I've been admiring for more than a week now the beautiful new sign on the Chariton Area Chamber/Main Street Building, east side of the square. This was designed by Hilary Masters, of the Chamber/Main Street Design Division, and meticulously crafted (and mounted) by Johnson Machine Works.
It's intended to be a 21st century complement to the simple 1951 building upon which it's bolted, expressed effectively through its curved shape and mildly retro type faces.
Although not obvious to the passer-by, the sign also reflects continuity. Johnson Machine Works, now into its second century and still operated by descendants of its founders, is Lucas County's oldest large-scale employer. As a rule, the firm fabricates metal components for a global market that are far too large to hang from a building on the square.
But if you cross the street and back up a little bit, you can admire other JMW handiwork --- the striking planters that have been in place at the four corners of the square for a couple of years now. These were both designed and fabricated at Johnson Machine Works to enhance what now is the Main Street District.
Admire the flowers, too, since frost will be along shortly. Other unsung heroes of the Main Street District are our Master Gardeners & Friends who fill and maintain these big planters (ever considered what a challenge it is to keep them watered?). The gardeners also maintain the Post Office garden as well as plantings in Constitution Park, just south of the public library and have been major players in the green revolution that's been underway for two years now on the Lucas County Historical Society Museum campus.
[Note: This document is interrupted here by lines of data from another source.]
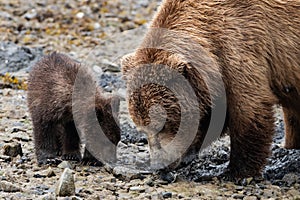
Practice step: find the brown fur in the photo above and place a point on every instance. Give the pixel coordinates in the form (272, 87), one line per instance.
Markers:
(50, 88)
(254, 45)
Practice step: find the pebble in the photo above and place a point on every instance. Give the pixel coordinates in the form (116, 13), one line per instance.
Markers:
(167, 195)
(137, 189)
(6, 186)
(12, 149)
(65, 164)
(66, 185)
(250, 198)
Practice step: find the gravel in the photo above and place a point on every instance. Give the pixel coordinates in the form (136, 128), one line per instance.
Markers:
(98, 34)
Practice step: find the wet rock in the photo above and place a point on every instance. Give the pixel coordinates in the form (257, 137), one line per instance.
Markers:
(250, 198)
(139, 189)
(4, 158)
(167, 195)
(66, 185)
(50, 196)
(291, 179)
(14, 58)
(127, 174)
(69, 198)
(65, 164)
(12, 150)
(6, 186)
(131, 135)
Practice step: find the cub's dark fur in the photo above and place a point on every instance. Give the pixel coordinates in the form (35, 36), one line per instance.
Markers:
(50, 92)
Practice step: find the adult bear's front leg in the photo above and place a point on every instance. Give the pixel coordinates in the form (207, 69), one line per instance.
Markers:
(251, 126)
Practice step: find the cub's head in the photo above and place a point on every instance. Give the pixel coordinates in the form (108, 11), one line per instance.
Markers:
(167, 99)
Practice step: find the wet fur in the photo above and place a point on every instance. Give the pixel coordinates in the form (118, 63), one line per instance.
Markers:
(254, 44)
(50, 88)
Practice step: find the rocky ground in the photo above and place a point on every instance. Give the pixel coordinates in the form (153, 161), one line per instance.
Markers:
(98, 34)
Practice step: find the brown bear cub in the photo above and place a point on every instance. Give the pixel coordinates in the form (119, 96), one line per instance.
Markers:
(244, 55)
(51, 105)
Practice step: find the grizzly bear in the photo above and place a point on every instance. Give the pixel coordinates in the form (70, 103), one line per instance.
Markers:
(53, 107)
(241, 57)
So hug a gardener, or at least say "thanks," the next time you see one of them at work.
There's more heavy metal on the square to admire, too, but these examples go back a ways longer. These are the two cast iron horse watering troughs that have been incorporated into the veteran memorial on the west side of the square, filled with red, white and blue petunias.
Four of these troughs, dating from the 1890s, were installed originally on the four sides of the courthouse lawn for the convenience of those who arrived on the square by horse. A third is at the historical society and a fourth remains in private hands.
The manufacturer was J.P. Clow & Sons, headquarted in Chicago, and supplier of other cast iron products, including water and sewer piping.